Un deuxième avantage des données fournies par la FDA est que tous ces essais recouraient à la même mesure: l'échelle de dépression de Hamilton (HAM-D). Cela rendait facile l'interprétation des différences entre médicaments et placebos.

Enfin, les données de la FDA servent de base à l'autorisation de mise sur le marché des médicaments. Elles ont donc un statut privilégié. Si ces essais sont fautifs, alors les médicaments n'auraient jamais dû être approuvés.

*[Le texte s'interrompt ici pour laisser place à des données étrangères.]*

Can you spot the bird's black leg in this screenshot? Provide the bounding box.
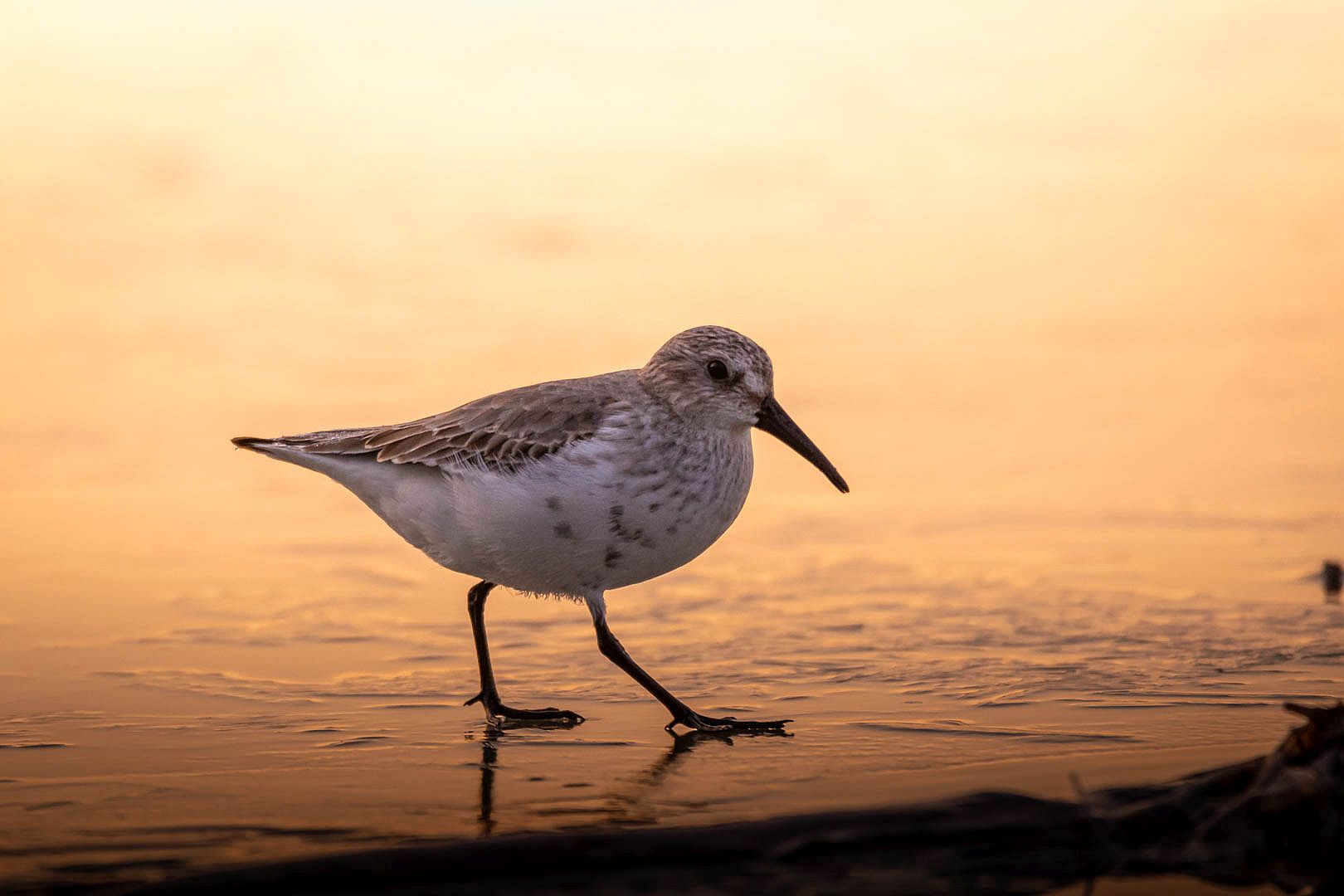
[590,605,793,732]
[464,582,583,724]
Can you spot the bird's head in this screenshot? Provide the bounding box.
[640,326,850,492]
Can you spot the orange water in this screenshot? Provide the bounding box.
[0,2,1344,880]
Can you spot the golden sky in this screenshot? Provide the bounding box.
[0,0,1344,634]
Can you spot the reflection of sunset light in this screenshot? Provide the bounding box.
[0,2,1344,881]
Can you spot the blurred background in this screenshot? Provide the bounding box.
[0,0,1344,892]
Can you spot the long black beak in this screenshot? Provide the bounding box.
[757,395,850,492]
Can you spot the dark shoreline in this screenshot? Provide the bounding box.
[81,704,1344,896]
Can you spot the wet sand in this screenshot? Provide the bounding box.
[0,0,1344,894]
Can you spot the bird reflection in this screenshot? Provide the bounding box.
[1321,560,1344,603]
[477,724,789,837]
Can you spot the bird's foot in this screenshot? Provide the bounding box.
[462,690,583,725]
[667,711,793,733]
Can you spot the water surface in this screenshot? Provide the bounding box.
[0,2,1344,892]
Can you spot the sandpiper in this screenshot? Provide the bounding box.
[232,326,850,731]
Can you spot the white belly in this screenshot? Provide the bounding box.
[305,431,752,598]
[441,436,752,597]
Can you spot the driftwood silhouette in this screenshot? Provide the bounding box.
[126,703,1344,894]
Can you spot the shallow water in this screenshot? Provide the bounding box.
[0,2,1344,894]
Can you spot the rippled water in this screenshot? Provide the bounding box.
[0,519,1344,881]
[0,0,1344,894]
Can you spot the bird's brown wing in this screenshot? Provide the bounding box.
[271,371,639,470]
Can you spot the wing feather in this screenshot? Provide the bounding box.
[265,371,640,470]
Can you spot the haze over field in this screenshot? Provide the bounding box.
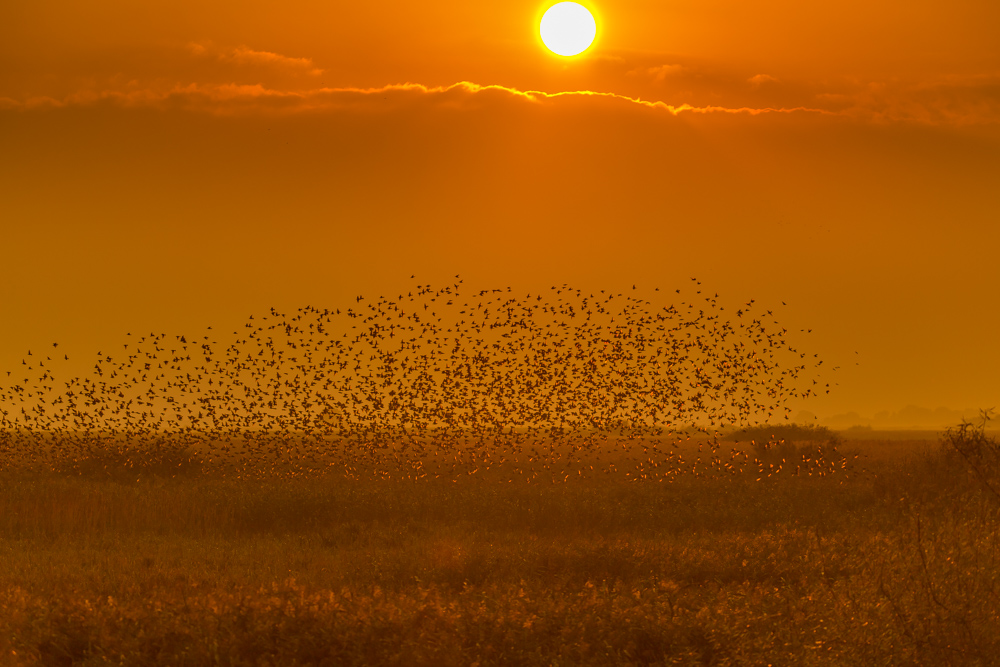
[0,0,1000,428]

Parmi ces données, seuls 43 % des essais montraient un avantage statistiquement significatif du médicament sur le placebo. Les 57 % restants étaient des essais ratés ou négatifs. Les résultats de notre analyse indiquaient que la réaction au placebo représentait 82 % de la réaction à ces antidépresseurs. Par la suite, avec mes collègues, nous avons répété notre méta-analyse sur un plus grand nombre encore d'essais soumis à la FDA (c'est l'article de 2008 dont je parlais au début). Là encore, avec un ensemble de données plus large, nous avons constaté que dans 82 % des cas, le placebo suscitait la même réaction que le médicament. Mieux encore, dans les deux analyses la différence moyenne entre médicament et placebo était inférieure à deux points sur l'échelle HAM-D. La HAM-D est une échelle comprenant 17 items sur laquelle on peut obtenir de 0 à 53 points selon le degré de dépression. Pour créer une différence de 6 points, il suffit d'un changement dans le rythme de sommeil, sans aucune modification des autres symptômes. La différence de 1,8 point que nous avons trouvée entre le médicament et le placebo était donc minime, au point d'être cliniquement insignifiante. Mais vous n'êtes pas obligés de me croire sur parole au sujet du caractère insignifiant de cette différence. Le National Institute for Health and Clinical Excellence (NICE), qui rédige les recommandations de traitement pour le National Health Service britannique, a établi comme critère de signification clinique une différence de 3 points entre médicament et placebo sur l'échelle HAM-D. Par conséquent, lorsqu'on combine les données publiées et les données non publiées, elles ne montrent aucun avantage cliniquement significatif pour les médicaments antidépresseurs par rapport aux placebos inertes.
Déguiser sous des mots bien choisis les théories les plus absurdes suffit souvent à les faire accepter.